OK. So without drift, new variation would not find its way into the genome? As quickly? Too quickly? It’s undeniable that without existing and new variation there can be no phenotypic change. I’m still unsure what drift brings to the table.
ETA should have read to the end of your comment. Will address in next comment.
Alan Fox,
Apart from the inevitability, the speciation, the variation, the local maxima, the exploration, the recessive alleles, the recombinational pools, the evolutionary resilience … what does drift do for us? 🙂
I’m not quite grasping this. I think I understand how allele frequency will shift to fixation of a (any) particular allele in the absence of any selective bias but the bit I’m missing is how this generates (or helps generate) variation.
Allan Miller,
You left out the sanitation, the medicine, education, wine, public order, irrigation, roads, the fresh-water system, and public health.
Yeah, well, the Romans had pointy swords and slaves. How does drift do it, when the mechanism is the tendency for one allele to move to fixation?
Patrick,
Don’t you bloody start! Mathematicians!
On doing some further reading I see Mayr was not overly impressed with Kimura’s neutral theory. But then the phenomenon of drift was proposed by Kimura to explain the “molecular clock” observation. I’m still struggling to see what drift achieves (or why it is a necessary ingredient) in a context of phenotypic change over time. How is it necessary to explain adaptation?
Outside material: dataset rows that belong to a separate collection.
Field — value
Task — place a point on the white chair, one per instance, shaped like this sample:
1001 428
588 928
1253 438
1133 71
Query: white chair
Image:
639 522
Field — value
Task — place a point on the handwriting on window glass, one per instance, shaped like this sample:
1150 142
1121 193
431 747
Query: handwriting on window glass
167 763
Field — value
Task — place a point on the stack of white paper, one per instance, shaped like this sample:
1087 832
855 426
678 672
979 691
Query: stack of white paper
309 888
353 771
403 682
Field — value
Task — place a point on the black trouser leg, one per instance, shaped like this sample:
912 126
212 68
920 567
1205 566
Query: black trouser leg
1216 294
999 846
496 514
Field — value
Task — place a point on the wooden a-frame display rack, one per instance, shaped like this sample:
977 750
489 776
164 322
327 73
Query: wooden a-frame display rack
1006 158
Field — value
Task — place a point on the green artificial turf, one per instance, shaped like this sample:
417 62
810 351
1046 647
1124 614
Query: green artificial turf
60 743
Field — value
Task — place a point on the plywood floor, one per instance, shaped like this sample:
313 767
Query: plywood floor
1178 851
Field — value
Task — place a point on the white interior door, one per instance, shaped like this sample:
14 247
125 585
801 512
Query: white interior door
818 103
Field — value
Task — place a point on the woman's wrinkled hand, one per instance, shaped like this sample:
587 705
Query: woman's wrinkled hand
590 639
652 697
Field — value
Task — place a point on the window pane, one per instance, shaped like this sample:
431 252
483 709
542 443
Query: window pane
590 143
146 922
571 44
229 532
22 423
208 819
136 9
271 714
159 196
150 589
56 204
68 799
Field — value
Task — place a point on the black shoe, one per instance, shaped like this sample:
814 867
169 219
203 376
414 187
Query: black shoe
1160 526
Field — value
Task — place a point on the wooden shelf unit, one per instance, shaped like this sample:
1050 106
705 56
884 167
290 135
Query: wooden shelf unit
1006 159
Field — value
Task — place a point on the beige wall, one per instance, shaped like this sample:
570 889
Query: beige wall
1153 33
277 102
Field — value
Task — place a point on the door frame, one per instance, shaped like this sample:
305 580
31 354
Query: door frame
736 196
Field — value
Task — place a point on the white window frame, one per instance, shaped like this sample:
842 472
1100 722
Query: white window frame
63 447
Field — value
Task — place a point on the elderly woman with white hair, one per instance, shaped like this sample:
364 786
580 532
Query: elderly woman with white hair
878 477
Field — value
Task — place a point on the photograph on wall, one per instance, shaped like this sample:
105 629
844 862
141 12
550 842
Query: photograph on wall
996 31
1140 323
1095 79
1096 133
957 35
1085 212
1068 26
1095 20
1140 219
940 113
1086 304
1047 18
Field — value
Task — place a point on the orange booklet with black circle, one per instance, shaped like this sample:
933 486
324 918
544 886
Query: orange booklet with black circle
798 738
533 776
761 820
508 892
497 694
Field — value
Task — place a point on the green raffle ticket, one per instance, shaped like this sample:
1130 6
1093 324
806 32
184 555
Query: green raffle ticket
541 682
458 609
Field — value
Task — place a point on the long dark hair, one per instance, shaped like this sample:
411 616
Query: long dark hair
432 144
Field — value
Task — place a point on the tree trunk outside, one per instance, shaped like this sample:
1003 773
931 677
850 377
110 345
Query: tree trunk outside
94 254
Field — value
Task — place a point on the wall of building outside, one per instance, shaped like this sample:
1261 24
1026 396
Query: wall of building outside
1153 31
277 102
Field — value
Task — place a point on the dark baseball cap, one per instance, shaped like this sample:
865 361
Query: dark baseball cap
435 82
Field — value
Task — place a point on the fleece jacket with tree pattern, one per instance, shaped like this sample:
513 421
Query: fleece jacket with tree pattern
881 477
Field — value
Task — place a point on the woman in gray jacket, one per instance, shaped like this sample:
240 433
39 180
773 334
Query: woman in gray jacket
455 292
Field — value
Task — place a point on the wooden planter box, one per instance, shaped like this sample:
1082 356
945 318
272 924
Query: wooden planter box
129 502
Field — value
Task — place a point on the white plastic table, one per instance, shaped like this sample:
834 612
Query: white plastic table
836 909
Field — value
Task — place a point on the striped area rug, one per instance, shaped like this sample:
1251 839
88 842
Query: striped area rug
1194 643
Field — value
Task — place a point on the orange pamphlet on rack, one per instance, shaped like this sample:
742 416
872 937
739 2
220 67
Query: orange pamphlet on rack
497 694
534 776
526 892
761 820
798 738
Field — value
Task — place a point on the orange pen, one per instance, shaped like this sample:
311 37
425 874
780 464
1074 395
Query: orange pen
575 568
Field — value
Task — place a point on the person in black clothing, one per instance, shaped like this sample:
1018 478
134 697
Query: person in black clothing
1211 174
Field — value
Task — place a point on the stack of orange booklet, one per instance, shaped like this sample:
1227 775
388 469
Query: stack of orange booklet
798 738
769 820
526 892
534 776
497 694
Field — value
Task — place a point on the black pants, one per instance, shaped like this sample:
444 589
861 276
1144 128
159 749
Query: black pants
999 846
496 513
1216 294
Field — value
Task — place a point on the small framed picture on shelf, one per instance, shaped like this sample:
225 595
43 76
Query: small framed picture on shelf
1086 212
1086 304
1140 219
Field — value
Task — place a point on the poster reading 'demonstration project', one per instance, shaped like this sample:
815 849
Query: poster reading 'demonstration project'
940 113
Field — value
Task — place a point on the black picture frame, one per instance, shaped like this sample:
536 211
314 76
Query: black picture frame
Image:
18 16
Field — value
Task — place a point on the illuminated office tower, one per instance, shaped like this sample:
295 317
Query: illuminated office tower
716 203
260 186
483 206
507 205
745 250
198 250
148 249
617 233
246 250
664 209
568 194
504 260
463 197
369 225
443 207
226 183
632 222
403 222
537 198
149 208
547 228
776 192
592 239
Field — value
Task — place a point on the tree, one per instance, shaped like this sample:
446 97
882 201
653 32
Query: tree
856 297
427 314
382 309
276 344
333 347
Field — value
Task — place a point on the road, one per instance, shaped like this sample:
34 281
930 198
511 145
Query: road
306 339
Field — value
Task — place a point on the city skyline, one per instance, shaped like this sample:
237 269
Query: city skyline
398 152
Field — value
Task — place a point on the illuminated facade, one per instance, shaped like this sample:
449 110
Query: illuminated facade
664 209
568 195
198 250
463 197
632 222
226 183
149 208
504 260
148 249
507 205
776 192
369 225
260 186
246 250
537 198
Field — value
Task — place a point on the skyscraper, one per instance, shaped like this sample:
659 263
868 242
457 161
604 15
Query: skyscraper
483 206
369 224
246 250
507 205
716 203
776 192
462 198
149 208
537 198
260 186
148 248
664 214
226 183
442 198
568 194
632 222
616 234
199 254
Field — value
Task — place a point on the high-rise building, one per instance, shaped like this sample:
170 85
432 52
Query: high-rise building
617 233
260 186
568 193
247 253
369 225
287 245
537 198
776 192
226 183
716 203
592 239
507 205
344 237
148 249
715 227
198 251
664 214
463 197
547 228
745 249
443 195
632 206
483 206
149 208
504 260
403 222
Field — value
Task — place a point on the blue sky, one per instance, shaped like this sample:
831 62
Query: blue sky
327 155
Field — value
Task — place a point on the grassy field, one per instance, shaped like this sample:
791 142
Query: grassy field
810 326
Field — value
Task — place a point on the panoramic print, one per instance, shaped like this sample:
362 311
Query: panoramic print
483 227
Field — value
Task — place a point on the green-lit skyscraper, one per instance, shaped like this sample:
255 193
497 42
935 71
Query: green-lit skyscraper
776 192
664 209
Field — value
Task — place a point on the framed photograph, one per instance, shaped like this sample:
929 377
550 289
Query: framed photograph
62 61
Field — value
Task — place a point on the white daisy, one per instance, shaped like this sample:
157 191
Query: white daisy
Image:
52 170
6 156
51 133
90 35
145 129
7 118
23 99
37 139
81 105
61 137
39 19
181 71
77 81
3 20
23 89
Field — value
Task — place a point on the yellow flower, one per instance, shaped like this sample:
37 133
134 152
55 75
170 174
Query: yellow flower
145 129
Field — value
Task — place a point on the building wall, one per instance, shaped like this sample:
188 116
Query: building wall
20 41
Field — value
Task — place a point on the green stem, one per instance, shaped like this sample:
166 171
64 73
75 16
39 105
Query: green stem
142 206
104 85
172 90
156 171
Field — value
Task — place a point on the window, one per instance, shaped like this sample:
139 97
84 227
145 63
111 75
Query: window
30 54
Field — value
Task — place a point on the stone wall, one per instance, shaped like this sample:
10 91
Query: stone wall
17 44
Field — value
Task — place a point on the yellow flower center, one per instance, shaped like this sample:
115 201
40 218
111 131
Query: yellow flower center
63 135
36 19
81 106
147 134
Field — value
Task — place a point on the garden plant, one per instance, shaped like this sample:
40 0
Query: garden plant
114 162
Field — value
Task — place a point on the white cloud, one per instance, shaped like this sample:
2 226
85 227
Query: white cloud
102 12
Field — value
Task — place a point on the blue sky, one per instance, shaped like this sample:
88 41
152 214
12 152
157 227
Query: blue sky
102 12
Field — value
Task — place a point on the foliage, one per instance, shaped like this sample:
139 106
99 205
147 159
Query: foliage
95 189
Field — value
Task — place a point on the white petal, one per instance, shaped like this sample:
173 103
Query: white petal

Glad to help. If there are similar simulations that may also be illustrative by all means let me know. I don’t have much time at the moment, but I can slot stuff in as and when.
Joe,
As I said:
So far we’re in agreeement.
keiths:
Joe:
Your argument would a bit more convincing if it were an actual argument, Joe. “It’s silly and it’s invalid” is mere assertion, not an argument.
If it’s scientifically legitimate to disentangle sexual selection from natural selection — and it clearly is — then why can’t differential fecundity be similarly disentangled?
Please be specific.
Alan, to Joe:
My chutzpah at what, disagreeing with him?
Alan, you say the silliest things sometimes.
I came across John H.Gillespie who seems to have built his career on arguing with Kimura.
Example (PDF)
Well, not exactly that. Joe is an established and universally respected professional geneticist discussing matters within his field of expertise. You are an engineer, I believe.